We can use what we’ve previously learned to select variables and filter cases in multiple steps:

planes_df_filtered = planes_df.loc[planes_df['manufacturer'] == 'EMBRAER']
planes_df_filtered_and_selected = planes_df_filtered[['year', 'engines']]
planes_df_filtered_and_selected.head()
year engines
0 2004.0 2
4 2002.0 2
10 2002.0 2
11 2002.0 2
12 2002.0 2

This is a good way to learn how to select and filter independently, and it also reads very clearly.

Simultaneous operations#

However, we can also do both selecting and filtering in a single step with .loc:

planes_df.loc[planes_df['manufacturer'] == 'EMBRAER', ['year', 'engines']].head()
year engines
0 2004.0 2
4 2002.0 2
10 2002.0 2
11 2002.0 2
12 2002.0 2

This option is more succinct and also reduces programming time. As before, as your filtering and selecting conditions get longer and/or more complex, it can make it easier to read to break it up into separate lines:

rows = planes_df['manufacturer'] == 'EMBRAER'
cols = ['year', 'engines']
planes_df.loc[rows, cols].head()
year engines
0 2004.0 2
4 2002.0 2
10 2002.0 2
11 2002.0 2
12 2002.0 2

Knowledge check#

Question:

Subset planes_df to only include planes made by Boeing and the seats and model variables.

Video 🎥:

Views vs copies#

One thing to be aware of, as you will likely experience it eventually, is the concept of returning a view (“looking” at a part of an existing object) versus a copy (making a new copy of the object in memory). This can be a bit abstract and even this section in the Pandas docs states “…it’s very hard to predict whether it will return a view or a copy.”

Tip

The concept of views and copies is confusing and you can read more about it here.

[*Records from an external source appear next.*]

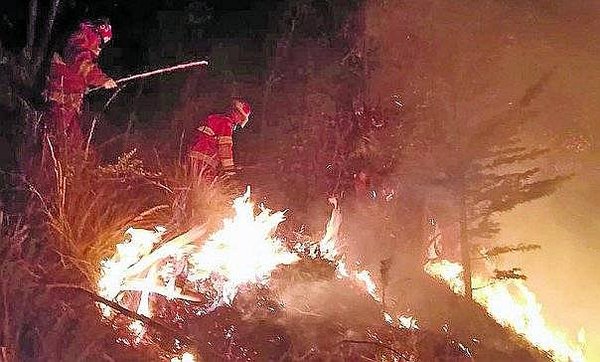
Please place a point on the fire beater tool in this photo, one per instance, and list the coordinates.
(156, 72)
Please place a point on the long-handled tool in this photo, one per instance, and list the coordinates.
(156, 72)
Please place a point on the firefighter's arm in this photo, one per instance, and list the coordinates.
(226, 152)
(93, 75)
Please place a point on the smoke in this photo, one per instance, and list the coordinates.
(460, 63)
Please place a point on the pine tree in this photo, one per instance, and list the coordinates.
(492, 173)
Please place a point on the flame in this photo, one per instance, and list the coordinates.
(243, 251)
(513, 305)
(186, 357)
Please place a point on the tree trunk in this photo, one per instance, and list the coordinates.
(465, 247)
(28, 51)
(43, 46)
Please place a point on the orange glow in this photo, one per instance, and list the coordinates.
(513, 305)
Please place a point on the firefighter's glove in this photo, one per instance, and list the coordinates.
(110, 84)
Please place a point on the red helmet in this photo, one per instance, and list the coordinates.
(244, 109)
(90, 36)
(104, 30)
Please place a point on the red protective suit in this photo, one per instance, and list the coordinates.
(69, 79)
(212, 150)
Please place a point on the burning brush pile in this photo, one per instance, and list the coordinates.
(244, 293)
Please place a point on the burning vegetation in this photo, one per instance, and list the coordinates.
(128, 230)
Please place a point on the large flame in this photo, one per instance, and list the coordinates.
(243, 251)
(512, 304)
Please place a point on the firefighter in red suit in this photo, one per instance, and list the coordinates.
(212, 150)
(71, 76)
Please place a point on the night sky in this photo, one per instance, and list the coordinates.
(135, 22)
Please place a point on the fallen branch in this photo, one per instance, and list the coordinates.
(375, 344)
(126, 312)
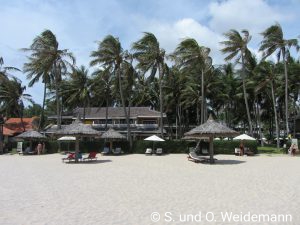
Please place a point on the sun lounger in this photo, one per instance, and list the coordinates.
(71, 156)
(237, 151)
(117, 151)
(148, 151)
(195, 158)
(105, 151)
(91, 156)
(158, 151)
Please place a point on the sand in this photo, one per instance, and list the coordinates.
(40, 190)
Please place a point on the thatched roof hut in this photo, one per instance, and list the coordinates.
(210, 129)
(112, 134)
(78, 129)
(31, 134)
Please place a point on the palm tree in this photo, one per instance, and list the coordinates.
(236, 47)
(4, 71)
(273, 40)
(76, 91)
(151, 57)
(11, 98)
(49, 63)
(191, 56)
(101, 89)
(110, 54)
(266, 70)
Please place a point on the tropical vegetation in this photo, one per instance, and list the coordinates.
(256, 96)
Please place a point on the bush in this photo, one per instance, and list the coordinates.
(227, 147)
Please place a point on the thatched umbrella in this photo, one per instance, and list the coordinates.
(210, 129)
(111, 135)
(78, 129)
(31, 135)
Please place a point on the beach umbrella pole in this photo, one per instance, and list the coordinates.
(211, 149)
(76, 149)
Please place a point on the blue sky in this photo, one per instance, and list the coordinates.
(79, 24)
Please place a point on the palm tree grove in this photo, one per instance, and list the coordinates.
(253, 93)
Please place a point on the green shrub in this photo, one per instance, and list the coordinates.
(227, 147)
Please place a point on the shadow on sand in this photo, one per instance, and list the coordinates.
(228, 162)
(90, 162)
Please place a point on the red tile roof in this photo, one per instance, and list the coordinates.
(14, 126)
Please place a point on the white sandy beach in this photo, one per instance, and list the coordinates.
(40, 190)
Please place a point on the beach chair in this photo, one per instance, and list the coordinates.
(91, 156)
(71, 156)
(148, 151)
(105, 151)
(158, 151)
(237, 151)
(195, 158)
(116, 151)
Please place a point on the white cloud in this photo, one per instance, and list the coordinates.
(253, 15)
(171, 34)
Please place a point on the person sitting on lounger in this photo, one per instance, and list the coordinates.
(293, 149)
(27, 150)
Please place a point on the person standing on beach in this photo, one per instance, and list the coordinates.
(39, 148)
(242, 148)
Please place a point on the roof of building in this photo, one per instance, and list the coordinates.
(113, 113)
(14, 126)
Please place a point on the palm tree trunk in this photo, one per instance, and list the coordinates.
(203, 98)
(161, 101)
(84, 107)
(22, 122)
(275, 114)
(123, 103)
(245, 96)
(106, 113)
(43, 107)
(57, 97)
(197, 113)
(128, 126)
(286, 94)
(259, 125)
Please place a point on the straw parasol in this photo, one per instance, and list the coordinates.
(111, 135)
(78, 129)
(31, 135)
(67, 139)
(153, 138)
(210, 129)
(244, 137)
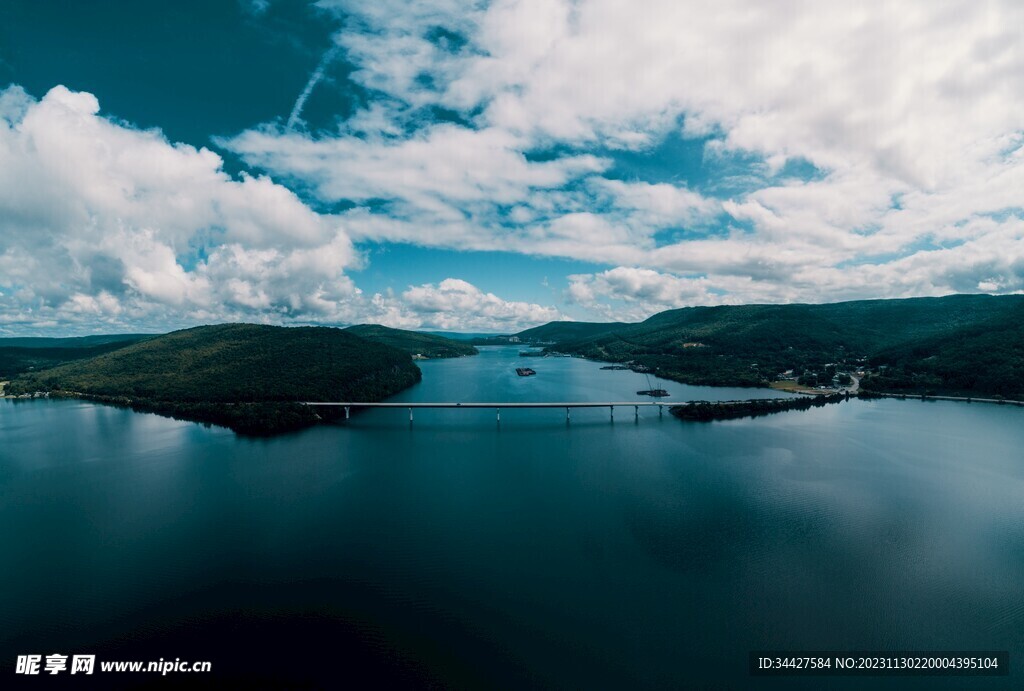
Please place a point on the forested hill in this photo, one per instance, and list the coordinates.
(246, 377)
(961, 343)
(23, 354)
(555, 332)
(415, 343)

The main takeaway is that the most common warning you’ll encounter in Pandas is the SettingWithCopyWarning; Pandas raises it as a warning that you might not be doing what you think you’re doing or because the operation you are performing may behave unpredictably.

Let’s look at an example. Say the number of seats on this particular plane was recorded incorrectly. Instead of 55 seats it should actually be 60 seats.

tailnum_of_interest = planes_df['tailnum'] == 'N10156'
planes_df[tailnum_of_interest]
tailnum year type manufacturer model engines seats speed engine
0 N10156 2004.0 Fixed wing multi engine EMBRAER EMB-145XR 2 55 NaN Turbo-fan

Instead of using .iloc, we could actually filter and select this element in our DataFrame with the following bracket notation.

planes_df[tailnum_of_interest]['seats']
0    55
Name: seats, dtype: int64

If we use this approach to then assign our new value to this element we’ll get a SettingWithCopyWarning.

planes_df[tailnum_of_interest]['seats'] = 60
/var/folders/8f/c06lv6q17tjbyjv2nkt0_s4s1sh0tg/T/ipykernel_27954/2190037627.py:1: SettingWithCopyWarning: 
A value is trying to be set on a copy of a slice from a DataFrame.
Try using .loc[row_indexer,col_indexer] = value instead

See the caveats in the documentation: https://pandas.pydata.org/pandas-docs/stable/user_guide/indexing.html#returning-a-view-versus-a-copy
  planes_df[tailnum_of_interest]['seats'] = 60

So what’s going on? Did our DataFrame get changed?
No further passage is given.